A Meta-Path-Based Prediction Method for Human miRNA-Target Association

1College of Information Science and Electronic Engineering & Collaboration and Innovation Center for Digital Chinese Medicine of 2011 Project of Colleges and Universities in Hunan Province, Hunan University, Changsha, Hunan 410082, China
2College of Information Science and Electronic Engineering, Hunan University, Changsha, Hunan 410082, China

Received 30 June 2016; Revised 14 August 2016; Accepted 21 August 2016

Academic Editor: Xing Chen

Copyright © 2016 Jiawei Luo et al. This is an open access article distributed under the Creative Commons Attribution License, which permits unrestricted use, distribution, and reproduction in any medium, provided the original work is properly cited.

Abstract

MicroRNAs (miRNAs) are short noncoding RNAs that play important roles in regulating gene expressing, and the perturbed miRNAs are often associated with development and tumorigenesis as they have effects on their target mRNA. Predicting potential miRNA-target associations from multiple types of genomic data is a considerable problem in the bioinformatics research. However, most of the existing methods did not fully use the experimentally validated miRNA-mRNA interactions. Here, we developed RMLM and RMLMSe to predict the relationship between miRNAs and their targets.
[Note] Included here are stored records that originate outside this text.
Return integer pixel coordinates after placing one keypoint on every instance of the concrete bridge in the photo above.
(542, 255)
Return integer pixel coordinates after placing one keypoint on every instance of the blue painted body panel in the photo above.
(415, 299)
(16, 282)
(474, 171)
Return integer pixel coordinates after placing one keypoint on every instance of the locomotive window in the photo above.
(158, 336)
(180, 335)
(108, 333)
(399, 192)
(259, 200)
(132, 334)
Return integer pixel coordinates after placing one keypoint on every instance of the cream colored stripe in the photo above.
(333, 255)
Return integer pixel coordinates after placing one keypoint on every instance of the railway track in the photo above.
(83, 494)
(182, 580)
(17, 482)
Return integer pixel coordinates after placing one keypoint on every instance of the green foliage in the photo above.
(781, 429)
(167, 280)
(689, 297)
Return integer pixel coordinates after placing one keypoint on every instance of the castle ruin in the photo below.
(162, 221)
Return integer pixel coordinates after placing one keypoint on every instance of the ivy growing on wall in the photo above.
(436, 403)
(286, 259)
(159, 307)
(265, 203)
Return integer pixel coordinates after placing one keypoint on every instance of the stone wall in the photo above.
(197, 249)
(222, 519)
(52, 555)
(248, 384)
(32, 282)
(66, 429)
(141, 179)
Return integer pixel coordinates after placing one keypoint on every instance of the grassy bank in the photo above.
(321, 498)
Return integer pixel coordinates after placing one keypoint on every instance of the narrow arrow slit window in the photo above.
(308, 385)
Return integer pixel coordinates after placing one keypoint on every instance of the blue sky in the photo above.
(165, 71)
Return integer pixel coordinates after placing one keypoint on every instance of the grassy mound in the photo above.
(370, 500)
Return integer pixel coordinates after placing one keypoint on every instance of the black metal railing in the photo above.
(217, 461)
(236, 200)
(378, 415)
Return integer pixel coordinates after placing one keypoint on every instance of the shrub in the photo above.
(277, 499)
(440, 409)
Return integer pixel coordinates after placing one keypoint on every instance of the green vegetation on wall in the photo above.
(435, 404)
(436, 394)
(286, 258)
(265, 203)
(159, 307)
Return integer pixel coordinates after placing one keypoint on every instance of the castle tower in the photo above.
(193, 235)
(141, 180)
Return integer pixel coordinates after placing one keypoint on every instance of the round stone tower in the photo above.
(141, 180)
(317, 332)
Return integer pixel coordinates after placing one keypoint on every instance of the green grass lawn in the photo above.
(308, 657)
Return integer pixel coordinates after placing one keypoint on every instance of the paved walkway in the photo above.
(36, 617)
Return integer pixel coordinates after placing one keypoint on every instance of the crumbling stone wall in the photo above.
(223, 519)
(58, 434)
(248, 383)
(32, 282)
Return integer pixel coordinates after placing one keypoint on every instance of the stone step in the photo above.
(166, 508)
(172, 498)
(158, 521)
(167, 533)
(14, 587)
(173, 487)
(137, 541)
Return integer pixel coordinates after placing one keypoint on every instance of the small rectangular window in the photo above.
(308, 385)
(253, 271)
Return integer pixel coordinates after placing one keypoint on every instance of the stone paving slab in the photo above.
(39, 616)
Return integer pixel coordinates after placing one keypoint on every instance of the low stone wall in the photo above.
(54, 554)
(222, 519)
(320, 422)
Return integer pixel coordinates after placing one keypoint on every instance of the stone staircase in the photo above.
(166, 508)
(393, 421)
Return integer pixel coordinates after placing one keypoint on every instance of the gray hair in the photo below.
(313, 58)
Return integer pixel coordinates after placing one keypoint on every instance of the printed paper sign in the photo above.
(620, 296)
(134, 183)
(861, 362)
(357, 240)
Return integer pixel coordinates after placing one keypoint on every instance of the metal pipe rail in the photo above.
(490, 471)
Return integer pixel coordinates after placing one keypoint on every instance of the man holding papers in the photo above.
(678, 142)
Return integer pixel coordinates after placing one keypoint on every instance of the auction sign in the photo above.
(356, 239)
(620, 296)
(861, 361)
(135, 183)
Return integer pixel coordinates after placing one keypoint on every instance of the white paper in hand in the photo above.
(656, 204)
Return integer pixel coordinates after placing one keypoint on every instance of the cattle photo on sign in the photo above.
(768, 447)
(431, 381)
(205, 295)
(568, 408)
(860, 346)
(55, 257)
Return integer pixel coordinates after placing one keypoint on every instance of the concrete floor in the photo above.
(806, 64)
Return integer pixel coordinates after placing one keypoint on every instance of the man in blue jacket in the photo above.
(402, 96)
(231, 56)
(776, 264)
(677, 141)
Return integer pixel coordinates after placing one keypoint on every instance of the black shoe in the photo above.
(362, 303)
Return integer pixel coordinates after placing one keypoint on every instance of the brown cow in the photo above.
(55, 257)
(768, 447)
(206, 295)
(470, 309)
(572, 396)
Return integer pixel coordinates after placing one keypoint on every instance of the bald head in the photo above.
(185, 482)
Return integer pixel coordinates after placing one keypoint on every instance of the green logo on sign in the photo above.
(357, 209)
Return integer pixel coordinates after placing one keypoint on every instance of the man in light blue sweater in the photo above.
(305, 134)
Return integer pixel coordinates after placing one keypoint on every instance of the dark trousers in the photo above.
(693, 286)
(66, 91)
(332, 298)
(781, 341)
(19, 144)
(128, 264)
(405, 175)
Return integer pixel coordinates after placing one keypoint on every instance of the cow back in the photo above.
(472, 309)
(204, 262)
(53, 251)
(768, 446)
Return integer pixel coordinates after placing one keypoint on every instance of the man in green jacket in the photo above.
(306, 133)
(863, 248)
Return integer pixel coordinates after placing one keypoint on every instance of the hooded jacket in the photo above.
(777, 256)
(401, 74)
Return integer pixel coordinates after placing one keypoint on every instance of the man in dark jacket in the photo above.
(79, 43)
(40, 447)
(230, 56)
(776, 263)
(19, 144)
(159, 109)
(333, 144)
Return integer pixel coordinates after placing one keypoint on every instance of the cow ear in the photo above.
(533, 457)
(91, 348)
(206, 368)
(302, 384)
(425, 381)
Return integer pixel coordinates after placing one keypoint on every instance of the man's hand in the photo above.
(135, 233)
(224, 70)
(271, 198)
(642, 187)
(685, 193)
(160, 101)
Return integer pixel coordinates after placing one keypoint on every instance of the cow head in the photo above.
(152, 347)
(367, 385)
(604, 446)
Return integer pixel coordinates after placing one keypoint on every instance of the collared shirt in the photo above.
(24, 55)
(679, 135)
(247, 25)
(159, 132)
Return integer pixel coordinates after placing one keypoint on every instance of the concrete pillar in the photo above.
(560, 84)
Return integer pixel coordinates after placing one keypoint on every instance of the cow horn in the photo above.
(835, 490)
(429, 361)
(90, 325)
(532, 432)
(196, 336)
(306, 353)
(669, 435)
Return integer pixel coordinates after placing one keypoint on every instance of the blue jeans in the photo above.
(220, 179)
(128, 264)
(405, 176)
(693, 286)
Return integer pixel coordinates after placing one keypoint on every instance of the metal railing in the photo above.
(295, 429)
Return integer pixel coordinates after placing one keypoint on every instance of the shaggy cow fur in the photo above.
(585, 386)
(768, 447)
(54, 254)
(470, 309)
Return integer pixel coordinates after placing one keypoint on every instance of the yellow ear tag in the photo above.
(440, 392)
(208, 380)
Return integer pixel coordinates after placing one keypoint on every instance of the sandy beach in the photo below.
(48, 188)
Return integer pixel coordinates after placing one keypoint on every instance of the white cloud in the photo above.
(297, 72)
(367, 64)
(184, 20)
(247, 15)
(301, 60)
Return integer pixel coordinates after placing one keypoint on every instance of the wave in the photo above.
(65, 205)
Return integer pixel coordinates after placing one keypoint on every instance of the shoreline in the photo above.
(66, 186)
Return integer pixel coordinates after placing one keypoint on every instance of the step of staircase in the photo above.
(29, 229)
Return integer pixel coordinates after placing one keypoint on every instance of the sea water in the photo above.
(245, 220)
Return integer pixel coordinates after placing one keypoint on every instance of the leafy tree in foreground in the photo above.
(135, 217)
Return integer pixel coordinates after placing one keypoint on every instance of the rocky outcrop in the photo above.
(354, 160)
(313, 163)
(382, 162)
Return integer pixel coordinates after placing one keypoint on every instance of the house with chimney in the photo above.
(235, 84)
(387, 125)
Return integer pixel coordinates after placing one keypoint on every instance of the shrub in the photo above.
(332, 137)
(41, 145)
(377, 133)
RMLM and RMLMSe are global approaches as they can reconstruct the missing associations for all the miRNA-target simultaneously and RMLMSe demonstrates that the integration of sequence information can improve the performance of RMLM. In RMLM, we use RM measure to evaluate different relatedness between miRNA and its target based on different meta-paths; logistic regression and MLE method are employed to estimate the weight of different meta-paths. In RMLMSe, sequence information is utilized to improve the performance of RMLM. Here, we carry on fivefold cross validation and pathway enrichment analysis to prove the performance of our methods. The fivefold experiments show that our methods have higher AUC scores compared with other methods and the integration of sequence information can improve the performance of miRNA-target association prediction.